■ Schnittplatz: Neues Deutschland: Leser sind rohe Eier!
taz-Leser Zeitung kennen sie: die Anzeigendebatte. Darf eine linke Tageszeitung Werbung von Bundeswehr, Atommafia und Gentechnik drucken? Nein, denn wir sind schließlich die Guten. Ja, denn wir brauchen das Geld. Schön, daß andere unsere Sorgen teilen. Das Neue Deutschland, ehemaliges Zentralorgan der SED, ist natürlich konsequenter als die taz. Hier lehnt man Anzeigen noch ab! Das ND verweigerte den Abdruck eines Inserates für immerhin 1.800 Mark. Welcher Bösewicht wollte da Rassismus, Sexismus, Militärismus in „Die sozialistische Tageszeitung“ tragen? Wurde der Schundfilm „Blaue Blusen aufgeknöpft“ beworben? Wollte das westdeutsche Monopolkapital die ND-Leser zum Überfall auf Polen hetzen?
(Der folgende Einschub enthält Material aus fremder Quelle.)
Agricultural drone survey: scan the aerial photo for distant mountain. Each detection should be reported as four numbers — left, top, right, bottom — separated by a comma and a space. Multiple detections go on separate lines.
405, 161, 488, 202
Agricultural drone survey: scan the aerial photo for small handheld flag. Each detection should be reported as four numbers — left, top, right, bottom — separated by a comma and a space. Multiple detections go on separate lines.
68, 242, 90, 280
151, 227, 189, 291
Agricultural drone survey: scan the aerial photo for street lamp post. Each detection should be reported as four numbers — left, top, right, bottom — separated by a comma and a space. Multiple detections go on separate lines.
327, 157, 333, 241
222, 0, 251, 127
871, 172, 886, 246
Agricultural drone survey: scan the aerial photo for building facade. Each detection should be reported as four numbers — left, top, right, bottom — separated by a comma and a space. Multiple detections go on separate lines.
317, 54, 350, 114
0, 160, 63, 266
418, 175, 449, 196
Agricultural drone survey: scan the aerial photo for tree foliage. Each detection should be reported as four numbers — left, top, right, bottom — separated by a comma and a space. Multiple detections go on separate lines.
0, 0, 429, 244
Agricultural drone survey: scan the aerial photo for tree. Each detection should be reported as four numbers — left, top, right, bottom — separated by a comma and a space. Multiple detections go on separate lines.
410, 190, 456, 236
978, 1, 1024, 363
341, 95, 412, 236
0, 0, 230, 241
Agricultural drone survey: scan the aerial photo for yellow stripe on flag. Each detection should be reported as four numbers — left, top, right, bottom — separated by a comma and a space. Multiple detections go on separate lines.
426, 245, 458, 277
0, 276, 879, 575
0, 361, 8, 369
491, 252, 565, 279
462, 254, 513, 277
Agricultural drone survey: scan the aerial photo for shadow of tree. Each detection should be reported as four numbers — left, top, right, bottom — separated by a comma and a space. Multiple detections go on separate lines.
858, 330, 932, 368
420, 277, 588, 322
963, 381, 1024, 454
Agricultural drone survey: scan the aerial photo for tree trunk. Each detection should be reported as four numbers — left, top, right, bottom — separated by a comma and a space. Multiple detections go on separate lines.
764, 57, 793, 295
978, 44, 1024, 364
Nein, es war Regine Hildebrandt. Die SPD wollte mit ihrer Vorzeige-Ossi den ND-Lesern per Inserat folgende verwerfliche Botschaft nahebringen: „Jede Stimme für die PDS bei der nächsten Bundestagswahl ist eine Stimme gegen den Wechsel“. Das hat Regine Hildebrandt im Februar im ND-Interview gesagt. Eine Woche vor der Bundestagswahl ist mit solchen Botschaften aber Schluß, zumindest im ND. „Wir möchten unsere Leserschaft nicht verprellen. Die ist nämlich sehr sensibel und befindlich“, erklärt ND-Marketingleiterin Dr. Irene Kohlmetz. „Wir sind nun einmal der PDS sehr nahe.“ Soviel Nähe will man nicht mit anderer, bezahlter Werbung stören. Mit Grausen erinnert sich die Redaktion, wie nach einer Kohl-Anzeige in der TV-Beilage „Telestunde“ wochenlang empörte Abonnenten anriefen.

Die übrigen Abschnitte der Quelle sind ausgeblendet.